Hakim anggota Khamozaro Waruwu bahkan mengingatkan pentingnya objektivitas aparat dalam penegakan hukum.
“Saya khawatir perkara ini merupakan request tertentu sehingga penegakan hukumnya tidak murni,” ujar hakim dalam persidangan.
Berawal dari Informasi Pengisian BBM dengan Jeriken
Berdasarkan surat dakwaan, kasus ini bermula dari informasi masyarakat mengenai adanya pengisian BBM menggunakan jeriken di sebuah SPBU di Jalan Jamin Ginting, Kelurahan Kwala Bekala, Medan.
Petugas Satreskrim Polrestabes Medan kemudian mendatangi lokasi dan menemukan seorang pria sedang mengisi Pertalite ke dalam jeriken menggunakan sepeda motor.

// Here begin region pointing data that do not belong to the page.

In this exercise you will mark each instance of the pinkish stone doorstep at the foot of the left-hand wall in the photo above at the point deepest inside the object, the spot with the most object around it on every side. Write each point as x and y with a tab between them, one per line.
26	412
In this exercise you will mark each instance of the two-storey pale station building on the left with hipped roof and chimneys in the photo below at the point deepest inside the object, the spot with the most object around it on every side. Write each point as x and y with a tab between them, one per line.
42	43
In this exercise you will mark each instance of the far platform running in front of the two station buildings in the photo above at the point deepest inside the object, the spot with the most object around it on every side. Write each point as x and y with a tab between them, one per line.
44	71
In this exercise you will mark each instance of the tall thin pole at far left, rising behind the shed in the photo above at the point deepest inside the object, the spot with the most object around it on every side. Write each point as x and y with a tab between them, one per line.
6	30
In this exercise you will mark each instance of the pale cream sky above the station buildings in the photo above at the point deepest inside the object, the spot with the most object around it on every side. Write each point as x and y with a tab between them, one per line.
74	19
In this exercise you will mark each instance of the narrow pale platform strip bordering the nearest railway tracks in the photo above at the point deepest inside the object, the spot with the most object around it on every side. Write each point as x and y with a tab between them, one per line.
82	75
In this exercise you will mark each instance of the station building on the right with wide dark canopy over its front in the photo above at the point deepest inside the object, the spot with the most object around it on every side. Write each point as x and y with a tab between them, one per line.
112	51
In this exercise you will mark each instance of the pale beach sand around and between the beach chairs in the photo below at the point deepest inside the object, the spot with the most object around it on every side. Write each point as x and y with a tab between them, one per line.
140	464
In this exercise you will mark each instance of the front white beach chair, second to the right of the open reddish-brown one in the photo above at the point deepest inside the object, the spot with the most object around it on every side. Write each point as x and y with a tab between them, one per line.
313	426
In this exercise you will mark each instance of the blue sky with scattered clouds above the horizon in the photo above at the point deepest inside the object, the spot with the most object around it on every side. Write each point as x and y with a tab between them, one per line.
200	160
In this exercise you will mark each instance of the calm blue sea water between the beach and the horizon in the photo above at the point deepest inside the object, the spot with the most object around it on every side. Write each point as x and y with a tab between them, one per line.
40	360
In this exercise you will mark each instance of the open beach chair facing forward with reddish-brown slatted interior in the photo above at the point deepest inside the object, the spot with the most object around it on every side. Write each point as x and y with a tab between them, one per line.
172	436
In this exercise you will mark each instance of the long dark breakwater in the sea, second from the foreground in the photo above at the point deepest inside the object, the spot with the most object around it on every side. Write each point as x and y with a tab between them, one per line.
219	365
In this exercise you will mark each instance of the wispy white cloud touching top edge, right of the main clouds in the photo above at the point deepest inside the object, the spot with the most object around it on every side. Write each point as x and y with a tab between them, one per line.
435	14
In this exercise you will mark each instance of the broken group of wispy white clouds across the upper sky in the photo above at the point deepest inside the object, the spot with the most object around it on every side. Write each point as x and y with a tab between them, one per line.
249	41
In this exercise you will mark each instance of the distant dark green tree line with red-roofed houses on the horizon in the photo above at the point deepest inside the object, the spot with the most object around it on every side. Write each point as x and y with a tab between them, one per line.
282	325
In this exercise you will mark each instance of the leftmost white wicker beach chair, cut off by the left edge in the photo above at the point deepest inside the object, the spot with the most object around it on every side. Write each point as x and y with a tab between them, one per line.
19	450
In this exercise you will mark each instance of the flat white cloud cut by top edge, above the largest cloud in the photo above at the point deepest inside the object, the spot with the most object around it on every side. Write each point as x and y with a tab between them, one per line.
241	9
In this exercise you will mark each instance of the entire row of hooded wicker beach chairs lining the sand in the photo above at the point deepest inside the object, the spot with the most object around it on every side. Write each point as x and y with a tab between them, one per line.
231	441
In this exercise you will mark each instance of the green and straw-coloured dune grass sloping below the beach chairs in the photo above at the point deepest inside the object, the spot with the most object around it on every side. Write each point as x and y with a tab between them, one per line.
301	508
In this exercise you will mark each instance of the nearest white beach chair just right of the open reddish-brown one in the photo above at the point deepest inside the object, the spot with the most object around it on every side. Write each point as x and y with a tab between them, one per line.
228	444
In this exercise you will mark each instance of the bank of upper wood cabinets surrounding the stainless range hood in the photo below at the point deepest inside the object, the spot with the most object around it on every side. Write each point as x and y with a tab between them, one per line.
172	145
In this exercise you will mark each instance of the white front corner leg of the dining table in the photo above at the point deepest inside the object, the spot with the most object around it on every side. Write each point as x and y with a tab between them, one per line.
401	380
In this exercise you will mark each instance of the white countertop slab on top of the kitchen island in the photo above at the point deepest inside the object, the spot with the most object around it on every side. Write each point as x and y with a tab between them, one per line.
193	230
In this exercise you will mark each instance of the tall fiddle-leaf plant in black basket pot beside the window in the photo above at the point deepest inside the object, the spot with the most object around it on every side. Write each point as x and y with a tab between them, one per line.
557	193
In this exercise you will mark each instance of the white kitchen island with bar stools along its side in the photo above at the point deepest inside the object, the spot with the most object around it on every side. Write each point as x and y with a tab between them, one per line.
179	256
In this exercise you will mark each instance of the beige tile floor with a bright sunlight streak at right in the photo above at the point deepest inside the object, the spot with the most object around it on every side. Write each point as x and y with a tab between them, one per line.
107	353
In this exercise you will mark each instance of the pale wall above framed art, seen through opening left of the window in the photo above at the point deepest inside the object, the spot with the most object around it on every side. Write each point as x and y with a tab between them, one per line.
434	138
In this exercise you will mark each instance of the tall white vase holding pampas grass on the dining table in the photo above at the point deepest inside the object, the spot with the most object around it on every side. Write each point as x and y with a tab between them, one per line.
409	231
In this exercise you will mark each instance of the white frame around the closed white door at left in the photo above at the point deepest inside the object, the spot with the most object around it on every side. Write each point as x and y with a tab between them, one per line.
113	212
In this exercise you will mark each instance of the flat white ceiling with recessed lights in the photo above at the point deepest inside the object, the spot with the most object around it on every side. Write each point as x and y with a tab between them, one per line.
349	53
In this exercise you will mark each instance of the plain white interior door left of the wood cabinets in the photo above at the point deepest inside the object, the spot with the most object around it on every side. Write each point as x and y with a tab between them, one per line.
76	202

Saat diperiksa, pria tersebut mengaku bernama Ranning Alamer Mulsim Cibro dan menyatakan BBM yang dibelinya akan dijual kembali untuk memperoleh keuntungan.
Penyelidikan kemudian mengarah kepada Azis Apandi Silalahi, operator SPBU yang diduga melayani pengisian BBM ke jeriken tersebut. Dalam dakwaan disebutkan, Ranning membeli 25 liter Pertalite tanpa menggunakan barcode Pertamina dan memberikan upah Rp15.000 per jeriken kepada operator SPBU yang membantunya.
Kini, perkara tersebut masih berlanjut di Pengadilan Negeri Medan. Majelis hakim akan mendengarkan pembelaan dari pihak terdakwa sebelum menjatuhkan putusan akhir atas kasus yang sempat menyita perhatian publik itu.